While the capabilities race ahead, the necessary guardrails have been slow to follow, raising the alarm on accountability, risk management and regulatory compliance, according to Deloitte.
To scale AI safely and effectively, organizations must restructure from the bottom up and embed governance early in transformation efforts.
“Speed and governance should not be viewed as opposing forces, as there can be alignment when you establish the right foundational capabilities upfront,” Rowan said. “We’ve seen clear patterns indicating that organizations without strong governance have difficulty scaling beyond the pilot stage. Focusing on this early allows for innovation and growth at pace with the technology itself, instead of facing stalled deployments and operational risks.”

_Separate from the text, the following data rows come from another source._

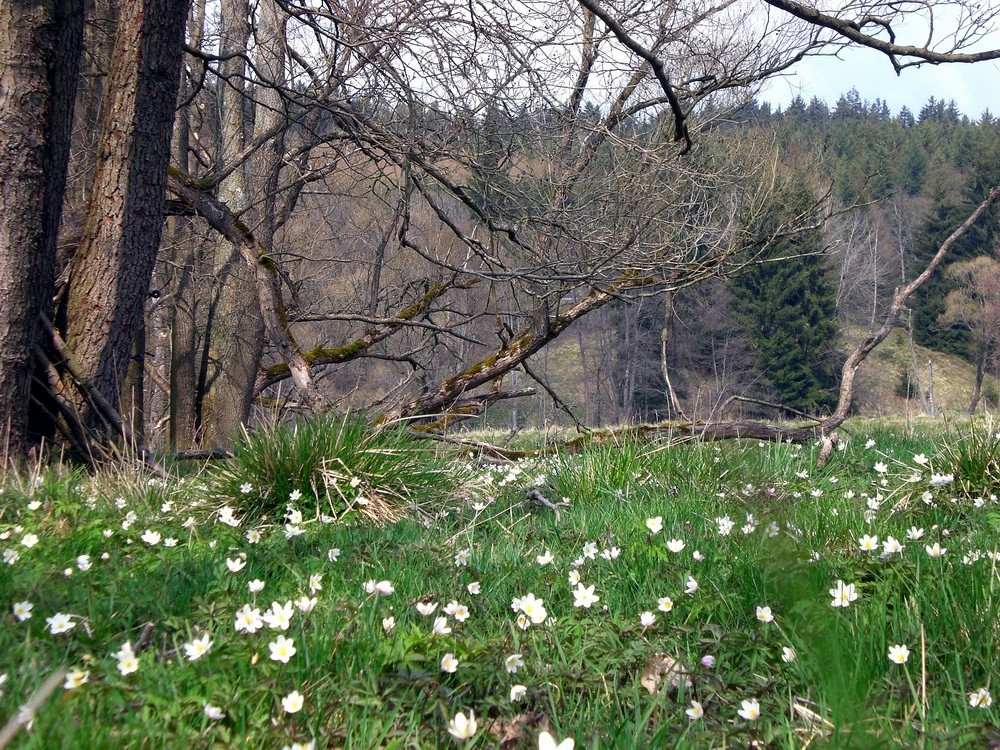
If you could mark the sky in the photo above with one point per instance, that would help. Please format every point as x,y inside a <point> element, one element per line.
<point>974,87</point>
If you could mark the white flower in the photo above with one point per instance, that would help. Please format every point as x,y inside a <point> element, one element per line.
<point>282,649</point>
<point>279,617</point>
<point>127,660</point>
<point>899,654</point>
<point>463,727</point>
<point>22,610</point>
<point>891,546</point>
<point>198,647</point>
<point>935,550</point>
<point>750,710</point>
<point>583,596</point>
<point>939,480</point>
<point>382,588</point>
<point>533,608</point>
<point>248,620</point>
<point>292,703</point>
<point>547,742</point>
<point>449,663</point>
<point>214,713</point>
<point>868,543</point>
<point>512,663</point>
<point>227,516</point>
<point>60,623</point>
<point>843,594</point>
<point>981,698</point>
<point>696,711</point>
<point>426,608</point>
<point>75,678</point>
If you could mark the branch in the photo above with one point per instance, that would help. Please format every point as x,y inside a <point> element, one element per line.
<point>680,118</point>
<point>852,30</point>
<point>360,346</point>
<point>529,339</point>
<point>258,257</point>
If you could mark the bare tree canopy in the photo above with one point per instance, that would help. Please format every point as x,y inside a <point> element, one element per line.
<point>398,207</point>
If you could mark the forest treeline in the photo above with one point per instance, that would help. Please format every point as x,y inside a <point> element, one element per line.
<point>217,213</point>
<point>778,332</point>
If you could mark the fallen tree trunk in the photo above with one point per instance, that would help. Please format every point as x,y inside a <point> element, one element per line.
<point>518,350</point>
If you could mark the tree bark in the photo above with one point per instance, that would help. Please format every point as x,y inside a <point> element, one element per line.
<point>236,326</point>
<point>109,280</point>
<point>40,47</point>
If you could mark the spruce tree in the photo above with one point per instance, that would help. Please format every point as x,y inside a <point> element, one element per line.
<point>788,307</point>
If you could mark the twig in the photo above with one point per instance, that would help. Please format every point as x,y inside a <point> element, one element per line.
<point>27,713</point>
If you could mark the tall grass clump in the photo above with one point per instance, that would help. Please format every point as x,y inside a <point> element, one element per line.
<point>973,458</point>
<point>338,463</point>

CIOs facing pressure to deploy agentic AI quickly should prioritize governance elements such as a cross-functional team that brings IT, legal, compliance and business leaders together, according to Rowan.
Executives should also establish clear autonomy boundaries, create real-time monitoring for anomaly detection and add comprehensive audit trails to “capture the full chain of agent actions for compliance and improvement,” Rowan said.

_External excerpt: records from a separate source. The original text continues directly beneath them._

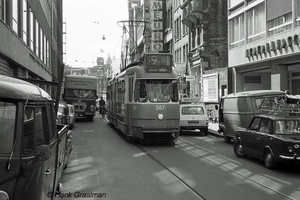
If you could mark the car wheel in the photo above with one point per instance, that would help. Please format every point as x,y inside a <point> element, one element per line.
<point>227,139</point>
<point>238,149</point>
<point>205,131</point>
<point>269,160</point>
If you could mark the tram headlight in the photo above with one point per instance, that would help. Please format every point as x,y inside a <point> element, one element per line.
<point>160,116</point>
<point>3,195</point>
<point>92,108</point>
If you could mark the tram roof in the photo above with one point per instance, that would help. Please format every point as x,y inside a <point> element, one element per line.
<point>254,93</point>
<point>81,76</point>
<point>140,72</point>
<point>13,88</point>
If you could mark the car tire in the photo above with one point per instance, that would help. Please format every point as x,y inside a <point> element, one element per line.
<point>205,131</point>
<point>269,160</point>
<point>227,139</point>
<point>238,149</point>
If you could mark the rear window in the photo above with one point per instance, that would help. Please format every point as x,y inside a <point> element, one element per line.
<point>193,110</point>
<point>236,105</point>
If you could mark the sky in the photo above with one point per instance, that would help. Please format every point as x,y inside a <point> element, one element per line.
<point>86,22</point>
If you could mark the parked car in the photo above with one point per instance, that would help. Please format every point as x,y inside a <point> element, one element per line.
<point>270,137</point>
<point>72,115</point>
<point>63,116</point>
<point>237,109</point>
<point>193,116</point>
<point>32,146</point>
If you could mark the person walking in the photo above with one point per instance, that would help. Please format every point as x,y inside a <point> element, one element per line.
<point>102,107</point>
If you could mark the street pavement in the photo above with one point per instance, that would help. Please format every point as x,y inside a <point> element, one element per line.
<point>213,129</point>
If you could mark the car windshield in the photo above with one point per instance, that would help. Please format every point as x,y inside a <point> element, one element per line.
<point>61,109</point>
<point>158,90</point>
<point>85,94</point>
<point>287,127</point>
<point>7,124</point>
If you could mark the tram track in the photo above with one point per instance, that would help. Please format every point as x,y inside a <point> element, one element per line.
<point>192,150</point>
<point>139,146</point>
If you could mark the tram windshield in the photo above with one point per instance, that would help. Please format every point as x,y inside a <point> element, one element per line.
<point>86,94</point>
<point>156,90</point>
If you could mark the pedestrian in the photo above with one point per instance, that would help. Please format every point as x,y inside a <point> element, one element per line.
<point>102,106</point>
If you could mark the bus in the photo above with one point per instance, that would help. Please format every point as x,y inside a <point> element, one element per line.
<point>81,92</point>
<point>134,109</point>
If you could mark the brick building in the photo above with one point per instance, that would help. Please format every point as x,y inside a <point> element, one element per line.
<point>31,39</point>
<point>207,53</point>
<point>264,45</point>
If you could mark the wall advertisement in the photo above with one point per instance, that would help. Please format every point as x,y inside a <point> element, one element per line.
<point>211,88</point>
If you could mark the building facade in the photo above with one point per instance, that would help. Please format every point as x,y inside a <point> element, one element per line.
<point>31,39</point>
<point>264,45</point>
<point>206,50</point>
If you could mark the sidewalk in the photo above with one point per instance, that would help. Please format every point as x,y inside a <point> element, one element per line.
<point>213,129</point>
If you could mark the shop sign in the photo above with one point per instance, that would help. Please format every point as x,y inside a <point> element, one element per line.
<point>211,88</point>
<point>156,25</point>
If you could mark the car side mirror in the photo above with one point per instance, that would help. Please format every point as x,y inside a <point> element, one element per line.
<point>43,152</point>
<point>3,195</point>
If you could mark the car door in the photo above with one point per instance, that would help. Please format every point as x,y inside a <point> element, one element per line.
<point>263,136</point>
<point>248,137</point>
<point>38,174</point>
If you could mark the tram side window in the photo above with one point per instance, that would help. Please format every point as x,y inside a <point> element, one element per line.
<point>156,90</point>
<point>7,123</point>
<point>140,93</point>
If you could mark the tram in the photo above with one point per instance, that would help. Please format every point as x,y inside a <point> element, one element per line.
<point>143,100</point>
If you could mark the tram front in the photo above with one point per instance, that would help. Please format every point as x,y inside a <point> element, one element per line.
<point>155,112</point>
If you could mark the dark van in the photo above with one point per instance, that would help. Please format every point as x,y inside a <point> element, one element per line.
<point>29,142</point>
<point>238,109</point>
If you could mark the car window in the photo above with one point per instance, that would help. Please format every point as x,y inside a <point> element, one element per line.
<point>193,110</point>
<point>287,127</point>
<point>255,124</point>
<point>265,126</point>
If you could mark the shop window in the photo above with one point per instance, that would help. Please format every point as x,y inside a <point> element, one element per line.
<point>252,79</point>
<point>256,23</point>
<point>280,24</point>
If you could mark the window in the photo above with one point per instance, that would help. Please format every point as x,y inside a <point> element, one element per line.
<point>51,115</point>
<point>252,79</point>
<point>156,91</point>
<point>280,24</point>
<point>31,28</point>
<point>255,124</point>
<point>7,124</point>
<point>183,53</point>
<point>237,32</point>
<point>3,10</point>
<point>256,25</point>
<point>24,21</point>
<point>193,110</point>
<point>15,15</point>
<point>37,31</point>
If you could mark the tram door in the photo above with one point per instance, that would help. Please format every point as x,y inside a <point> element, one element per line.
<point>129,106</point>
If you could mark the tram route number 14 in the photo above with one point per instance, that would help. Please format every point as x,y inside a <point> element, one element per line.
<point>160,107</point>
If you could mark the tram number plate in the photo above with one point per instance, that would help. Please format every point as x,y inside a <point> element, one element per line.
<point>160,107</point>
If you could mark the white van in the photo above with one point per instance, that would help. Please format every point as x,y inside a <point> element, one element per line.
<point>193,116</point>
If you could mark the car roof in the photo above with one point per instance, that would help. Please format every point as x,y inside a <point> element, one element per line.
<point>13,88</point>
<point>254,93</point>
<point>280,116</point>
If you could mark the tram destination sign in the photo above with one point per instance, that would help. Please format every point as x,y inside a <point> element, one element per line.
<point>158,63</point>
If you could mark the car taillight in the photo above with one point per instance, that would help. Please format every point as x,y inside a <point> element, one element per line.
<point>58,121</point>
<point>92,108</point>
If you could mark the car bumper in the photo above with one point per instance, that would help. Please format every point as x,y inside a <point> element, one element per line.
<point>293,158</point>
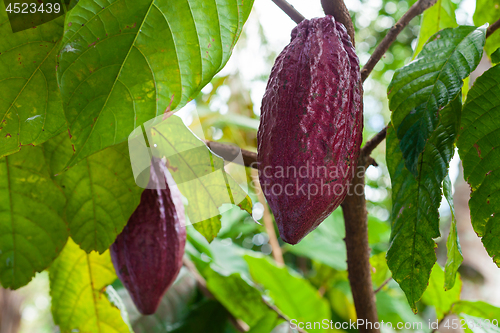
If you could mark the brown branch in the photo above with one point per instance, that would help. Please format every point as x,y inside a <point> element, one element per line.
<point>492,28</point>
<point>418,8</point>
<point>358,250</point>
<point>290,10</point>
<point>339,11</point>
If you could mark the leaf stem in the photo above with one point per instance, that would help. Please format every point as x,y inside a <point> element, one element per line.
<point>290,11</point>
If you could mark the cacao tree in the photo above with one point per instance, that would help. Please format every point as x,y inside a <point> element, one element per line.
<point>133,213</point>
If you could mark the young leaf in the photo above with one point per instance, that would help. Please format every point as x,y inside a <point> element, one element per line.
<point>420,90</point>
<point>30,106</point>
<point>77,287</point>
<point>438,17</point>
<point>100,190</point>
<point>454,251</point>
<point>416,202</point>
<point>122,63</point>
<point>32,232</point>
<point>436,296</point>
<point>293,295</point>
<point>488,11</point>
<point>477,148</point>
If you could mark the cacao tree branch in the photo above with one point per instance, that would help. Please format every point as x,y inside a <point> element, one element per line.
<point>290,10</point>
<point>492,28</point>
<point>356,218</point>
<point>239,325</point>
<point>418,8</point>
<point>338,10</point>
<point>202,285</point>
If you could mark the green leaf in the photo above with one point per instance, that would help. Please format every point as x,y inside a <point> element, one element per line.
<point>454,251</point>
<point>488,11</point>
<point>325,244</point>
<point>495,56</point>
<point>101,192</point>
<point>30,102</point>
<point>420,90</point>
<point>415,215</point>
<point>475,314</point>
<point>207,316</point>
<point>436,296</point>
<point>123,62</point>
<point>231,290</point>
<point>292,294</point>
<point>77,287</point>
<point>32,232</point>
<point>174,307</point>
<point>198,173</point>
<point>438,17</point>
<point>476,143</point>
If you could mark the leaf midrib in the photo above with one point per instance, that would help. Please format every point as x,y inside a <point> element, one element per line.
<point>114,82</point>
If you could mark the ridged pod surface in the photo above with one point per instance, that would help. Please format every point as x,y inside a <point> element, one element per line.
<point>147,255</point>
<point>311,127</point>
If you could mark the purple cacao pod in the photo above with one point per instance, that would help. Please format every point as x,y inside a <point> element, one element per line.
<point>311,127</point>
<point>147,255</point>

“The fastest-moving CIOs recognize that governance upfront eliminates the far costlier cycle of deployment, remediation and rollback,” Rowan added. “These elements of a governance strategy enable speed by building trust and reducing crisis management overhead.”
Demand for strong governance is only expected to continue rising as agentic, physical and sovereign AI see ramping deployment across industries.
A previous report from IBM found governance gaps can exacerbate the financial and reputational repercussions of breaches, while an EY survey last year found more than 3 in 5 businesses experience AI risk-related losses of more than $1 million.